Wannsee’de yeni sergi
Wannsee villası, 64 yıl önce, 15 yüksek düzeyde Nazi subayının "Yahudi sorununda nihai çözüm" kararının ayrıntılarını tartıştıkları sakin bir mekan
Günümüzde Wannsee Konferansı Anma ve Eğitme Merkezi tarafından yönetilen bu mekanda Wannsee’de alınan kararlar ve bu kararların işgal altındaki etkilerini konu edinen yeni bir sergi açıldı.
Sergide yer alan belgeler arasında Gizli Güvenlik Şefi Reinhard Heydrich’in Litvanya arşivlerinde ortaya çıkan anıları da bulunuyor. Wannsee Konferansı’nın gerçekleşmesinden birkaç gün sonra kaleme alınmış bu anılarda, Heydrich gerçekleştirmekle yükümlü olduğu "Yahudi sorununda nihai çözüm" kararından geniş bir şekilde söz ediyor.

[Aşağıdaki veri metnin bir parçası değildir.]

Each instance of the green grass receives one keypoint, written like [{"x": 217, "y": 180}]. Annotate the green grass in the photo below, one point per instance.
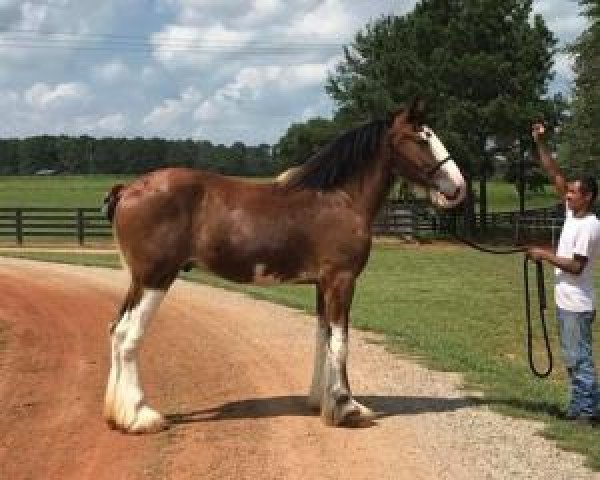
[
  {"x": 452, "y": 309},
  {"x": 56, "y": 191},
  {"x": 503, "y": 197}
]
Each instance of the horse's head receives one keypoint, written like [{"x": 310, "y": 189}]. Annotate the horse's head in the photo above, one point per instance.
[{"x": 420, "y": 157}]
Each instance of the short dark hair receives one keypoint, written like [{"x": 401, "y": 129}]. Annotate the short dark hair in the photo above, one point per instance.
[{"x": 589, "y": 185}]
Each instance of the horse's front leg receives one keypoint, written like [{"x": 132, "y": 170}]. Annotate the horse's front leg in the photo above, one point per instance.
[
  {"x": 323, "y": 332},
  {"x": 125, "y": 407},
  {"x": 337, "y": 405}
]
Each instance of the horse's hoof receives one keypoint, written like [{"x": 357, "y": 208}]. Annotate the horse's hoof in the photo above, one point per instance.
[{"x": 148, "y": 421}]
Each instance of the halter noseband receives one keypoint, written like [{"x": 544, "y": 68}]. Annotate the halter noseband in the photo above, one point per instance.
[{"x": 434, "y": 170}]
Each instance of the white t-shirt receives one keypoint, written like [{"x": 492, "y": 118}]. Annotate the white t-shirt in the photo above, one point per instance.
[{"x": 579, "y": 236}]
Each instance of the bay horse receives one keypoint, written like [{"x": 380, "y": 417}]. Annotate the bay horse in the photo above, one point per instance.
[{"x": 311, "y": 225}]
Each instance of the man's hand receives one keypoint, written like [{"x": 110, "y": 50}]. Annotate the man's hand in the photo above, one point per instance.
[
  {"x": 537, "y": 254},
  {"x": 537, "y": 131}
]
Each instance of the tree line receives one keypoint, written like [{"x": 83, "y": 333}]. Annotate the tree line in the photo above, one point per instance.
[
  {"x": 484, "y": 65},
  {"x": 87, "y": 155}
]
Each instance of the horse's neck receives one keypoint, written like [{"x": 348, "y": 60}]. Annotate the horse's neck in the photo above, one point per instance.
[{"x": 370, "y": 189}]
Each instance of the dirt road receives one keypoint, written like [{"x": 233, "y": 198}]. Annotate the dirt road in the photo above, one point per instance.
[{"x": 231, "y": 373}]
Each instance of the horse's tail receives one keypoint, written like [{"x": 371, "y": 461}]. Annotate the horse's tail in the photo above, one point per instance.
[{"x": 111, "y": 199}]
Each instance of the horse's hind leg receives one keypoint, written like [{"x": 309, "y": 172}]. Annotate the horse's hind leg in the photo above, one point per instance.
[
  {"x": 125, "y": 407},
  {"x": 337, "y": 405}
]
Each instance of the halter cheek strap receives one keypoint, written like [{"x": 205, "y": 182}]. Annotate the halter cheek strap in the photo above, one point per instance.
[
  {"x": 437, "y": 148},
  {"x": 434, "y": 170}
]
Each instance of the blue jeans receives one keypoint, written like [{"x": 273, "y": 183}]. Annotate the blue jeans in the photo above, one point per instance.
[{"x": 575, "y": 329}]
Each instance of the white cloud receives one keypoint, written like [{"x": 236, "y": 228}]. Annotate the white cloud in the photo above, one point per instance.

Ayrıca emniyet güçlerinin ve Gestapo’nun Holokost’taki rolüne ilişkin belgeler Moskova’daki KGB arşivlerinden temin edildi.
Geçtiğimiz haftalarda gerçekleşen sergi açılışına Holokost kurtulanları, siyaset adamları, bazı Yahudi kuruluşlarının liderleri, İsrailli Tarihçi Yehuda Bauer ve Fransız Nazi avcıları Beate ve Serge Klarsfeld çifti katıldı. Bir Holokost kurtulanı olan André Chomand; "Burada neler olduğunu çocuklarıma ve torunlarıma anlatabilmek için Wannsee’ye gelmek benim için büyük önem taşıyordu" dedi. André Chomand’ın yayınladığı "Un Pere et son Fils dans les Camps Nazis" adlı kitabı Wannsee’nin konuklara açık kütüphanesinde satılıyor.
Beate Klarsfeld, bu türden eğitici mekanların Holokost inkarcılarına karşı bir siper işlevi gördüğünü belirtti.
Polonya Elçisi Andrzej Byrt yaptığı konuşmada İran Cumhurbaşkanı Ahmedinecad’ın Holokost inkarcılığı ve İsrail’in yok edilmesinin gerektiğine ilişkin söylemlerine değinerek; "İnsanlığın bu kişiyi durdurmak için bir şeyler yapması gerekir. Ne yapılması gerektiğini bilmiyorum ama hiçbir önlem almazsak içinden çıkılmaz durumlarda kalabiliriz" dedi. Almanya’nın değişen demografik yapısına uygun eğitim programları düzenleniyor. Pedagoji uzmanı Wolf Kaiser bu konuda şöyle bilgi veriyor: "Örneğin Almanya’daki Türk kökenli öğrenciler, kamplara gönderilen Türkiyeli Yahudilere ilişkin belgeleri gördüklerinde bu tarih ile özdeşleşiyor, kendi tarihlerinin de bir parçası olduğu izlenimini ediniyorlar."
Açılış töreninde bir konuşma yapan İsrailli Tarihçi Yehuda Bauer, Holokost’un Wannsee Konferansı’nda planlanmadığına değinerek, "Holokost kararı önceden verilmişti, sadece ayrıntılara ilişkin kararlar alındı" dedi.